> Indeed, Windows 10 is "Windows as a Service"
Not quite sure precisely what you're trying to describe with the 'as a Service' thing here.Purchasing options include (though are not limited) methods comparable to previous Win versions, and it runs on hardware I own and am sitting in front of. The aaS appellation is often needlessly overloaded, I find.
> which does exactly that: it provides continuous mostly-small
> updates, so there's never another "big bang" update. Also,
> these free updates mean never having to pay for a big one.
Okay, so make a small adjustment to the parent(s), and think of their complaint/observation more like 'If you're going to transition users to a new golden era where every time you turn your computer on you have fast boot times (and a ten minute wait for updates to process), then don't make the transition such a brutally painfully experience - it reduces our trust in them as a vendor that they can actually deliver on promises of constant update golden eras'.Or something like that.

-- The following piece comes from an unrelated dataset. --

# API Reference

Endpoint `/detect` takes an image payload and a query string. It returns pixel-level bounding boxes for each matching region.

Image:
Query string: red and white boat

> Some of the most vocal seem to resent every change in
> Windows since XP SP2.
For many (perhaps most?) Microsoft platform users, all of what they require of their computer could still be done just fine with Windows XP SP2. As an aside, it's lovely that you mention specifically SP2 - so obviously a part of a previous 'continuous mostly small update' process that you imply we won't have until we embrace Windows 10. Anyway, all the intervening updates have for many people been a combination of frustration, time, and money misspent, with little practical gain. > People are also bitching about telemetry, even though
> both the success of new upgrades depends on it, and
> even though all this anonymous data is actually driving
> Windows 10's development (in the same way that it drives
> Gmail, Facebook etc).
I am not one such bitchee, but I can understand the concerns. And if an operating system's success depends on knowing where I am, it's doing something wrong (all my other operating systems, current, and historic, have been successfully used by me without access to these data).And, really, it should not be funding / driving development the same way some service providers acquire personal data and then market it on your behalf.